Recent lobbying efforts have focused on the a regulatory relief bill that passed the Senate earlier this month but has yet to make it to a vote in the House. Last week Congress was tied up with drafting and passing a $1.3 trillion omnibus bill that the president signed Friday.
“We are hopeful that the House can continue the effort that the Senate has moved forward,” CUNA’s Joseph said. “There are a number of House support provisions within S. 2155. We are also excited to see a couple of Chairman [Jeb] Hensarling’s priorities included in the omnibus.”
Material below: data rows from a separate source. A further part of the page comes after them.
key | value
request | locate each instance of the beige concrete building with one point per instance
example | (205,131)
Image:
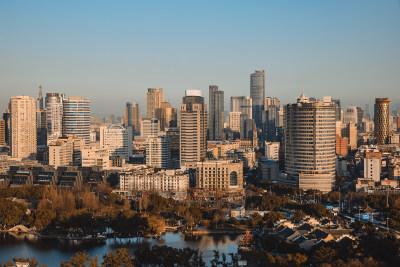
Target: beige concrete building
(132,115)
(219,175)
(146,180)
(65,151)
(155,96)
(310,128)
(193,129)
(158,152)
(166,115)
(94,156)
(23,127)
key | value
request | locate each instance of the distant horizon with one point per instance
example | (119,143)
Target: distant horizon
(111,52)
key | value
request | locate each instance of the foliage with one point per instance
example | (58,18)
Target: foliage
(168,256)
(11,213)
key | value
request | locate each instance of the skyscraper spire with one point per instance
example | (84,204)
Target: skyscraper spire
(40,99)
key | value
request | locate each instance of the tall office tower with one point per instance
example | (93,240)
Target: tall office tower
(2,132)
(381,118)
(149,127)
(76,118)
(23,127)
(350,115)
(193,129)
(158,152)
(155,96)
(234,121)
(7,125)
(367,110)
(372,166)
(360,115)
(350,131)
(310,151)
(173,137)
(132,115)
(271,101)
(54,112)
(65,151)
(257,94)
(40,99)
(242,104)
(216,113)
(117,139)
(167,116)
(338,109)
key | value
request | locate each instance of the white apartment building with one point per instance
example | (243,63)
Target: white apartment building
(117,139)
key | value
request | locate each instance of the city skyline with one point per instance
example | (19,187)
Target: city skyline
(111,53)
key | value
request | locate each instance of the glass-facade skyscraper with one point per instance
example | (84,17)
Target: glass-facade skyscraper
(257,93)
(76,118)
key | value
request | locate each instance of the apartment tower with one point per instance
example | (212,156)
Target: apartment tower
(381,117)
(76,118)
(310,143)
(155,96)
(257,93)
(23,127)
(216,113)
(193,129)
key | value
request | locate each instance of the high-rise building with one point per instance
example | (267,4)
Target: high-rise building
(41,131)
(338,109)
(367,110)
(372,166)
(350,115)
(234,121)
(155,96)
(243,104)
(158,152)
(257,94)
(132,115)
(54,113)
(193,129)
(167,116)
(117,139)
(7,125)
(381,118)
(310,151)
(23,127)
(149,127)
(350,131)
(2,132)
(76,118)
(360,115)
(216,113)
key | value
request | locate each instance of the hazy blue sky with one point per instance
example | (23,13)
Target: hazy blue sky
(111,51)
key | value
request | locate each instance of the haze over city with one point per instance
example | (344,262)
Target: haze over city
(111,52)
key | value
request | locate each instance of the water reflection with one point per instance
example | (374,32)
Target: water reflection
(51,251)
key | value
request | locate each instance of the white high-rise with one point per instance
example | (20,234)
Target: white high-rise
(54,113)
(310,129)
(23,127)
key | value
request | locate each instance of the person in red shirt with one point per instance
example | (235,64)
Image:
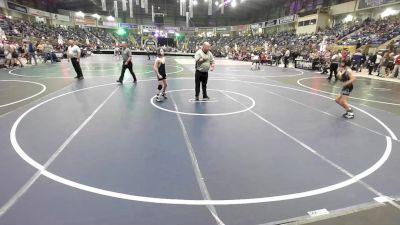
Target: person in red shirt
(396,70)
(263,58)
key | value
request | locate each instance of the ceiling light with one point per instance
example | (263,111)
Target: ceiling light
(80,14)
(97,16)
(110,18)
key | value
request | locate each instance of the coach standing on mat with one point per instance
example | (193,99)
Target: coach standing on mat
(74,53)
(204,61)
(127,64)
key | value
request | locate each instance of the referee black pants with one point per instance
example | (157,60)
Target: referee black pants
(334,70)
(129,67)
(77,67)
(201,78)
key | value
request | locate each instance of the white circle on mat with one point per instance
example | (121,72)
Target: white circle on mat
(253,103)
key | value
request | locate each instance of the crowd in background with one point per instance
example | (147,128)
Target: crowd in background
(32,40)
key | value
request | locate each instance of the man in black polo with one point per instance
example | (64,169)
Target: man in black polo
(126,63)
(74,53)
(204,62)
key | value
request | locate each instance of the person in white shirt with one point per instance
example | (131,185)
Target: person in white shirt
(74,53)
(255,59)
(377,62)
(396,70)
(286,58)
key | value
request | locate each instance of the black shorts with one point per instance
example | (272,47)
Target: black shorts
(347,90)
(163,77)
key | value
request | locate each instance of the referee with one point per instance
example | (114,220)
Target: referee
(74,53)
(204,62)
(127,64)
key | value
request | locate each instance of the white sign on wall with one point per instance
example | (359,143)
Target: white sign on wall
(60,17)
(37,12)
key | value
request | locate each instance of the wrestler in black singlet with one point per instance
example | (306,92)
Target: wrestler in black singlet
(161,71)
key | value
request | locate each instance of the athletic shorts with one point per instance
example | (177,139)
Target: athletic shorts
(347,90)
(163,77)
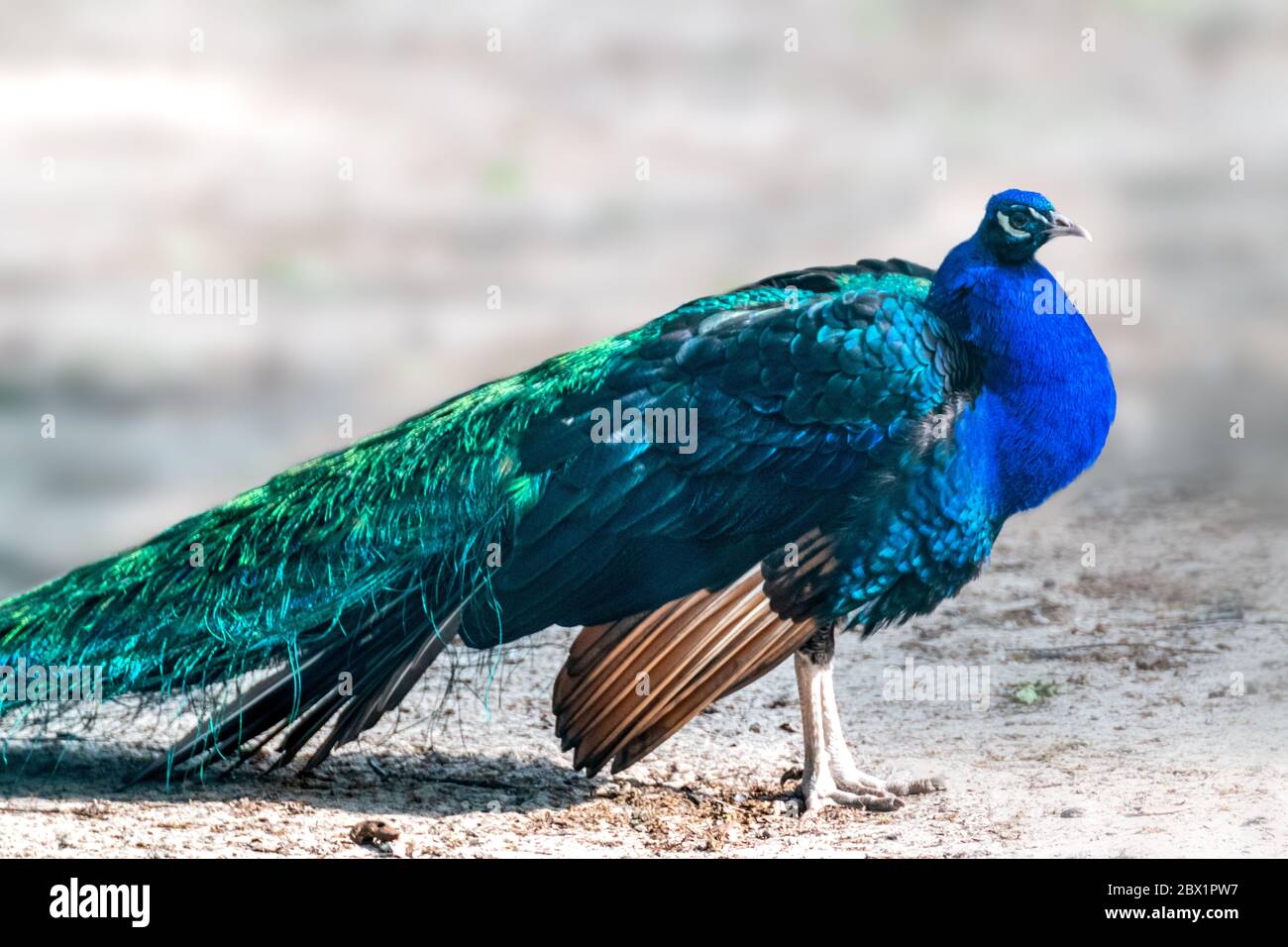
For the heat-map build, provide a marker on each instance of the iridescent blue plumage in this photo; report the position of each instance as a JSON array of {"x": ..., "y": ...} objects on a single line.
[{"x": 862, "y": 434}]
With the two-week recess getting under way, CUNA has provided member credit unions with online toolkits to better understand how to organize district meetings with lawmakers. NAFCU, meanwhile, is encouraging its members to invite legislators to visit local credit unions or meet with lawmakers in their district offices.
Financial Services Committee moves 99 bills
In the meantime, credit unions saw more regulatory process last week, as the House Financial Services Committee approved eight bills, bringing the total number of bills reported out of the committee this Congress to 99.
The latest bills passed out of committee include:
· The Protecting Veterans Credit Act of 2017, H.R. 2683 (69-0);
· To require the appropriate Federal banking agencies to recognize the exposure-reducing nature of client margin for cleared derivatives, H.R. 4659 (45-15);
· The Volcker Rule Regulatory Harmonization Act, H.R. 4790 (50-10);
· The Ensuring Quality Unbiased Access to Loans Act of 2017, H.R. 4861 (34-26);
· The Public Company Registration Act, H.R. 5051 (34-26);
· The Small Bank Exam Cycle Improvement Act of 2018, H.R. 5076 (60-0);
· The Practice of Law Technical Clarification Act of 2018, H.R. 5082 (35-25); and
· The Derivatives Fairness Act, H.R. 5323 (34-26).
"These eight important measures continue the Committee's efforts to ensure that hardworking Americans have access to credit; to ensure that the regulatory burden does not fall disproportionately on our smaller banks and credit unions; and to make sure that our startup businesses and our entrepreneurs have access to capital while balancing very legitimate concerns for the stability of our financial system," Chairman Hensarling, R-Texas, said in a statement. "I want to congratulate all of our members for their hard work on these important bills."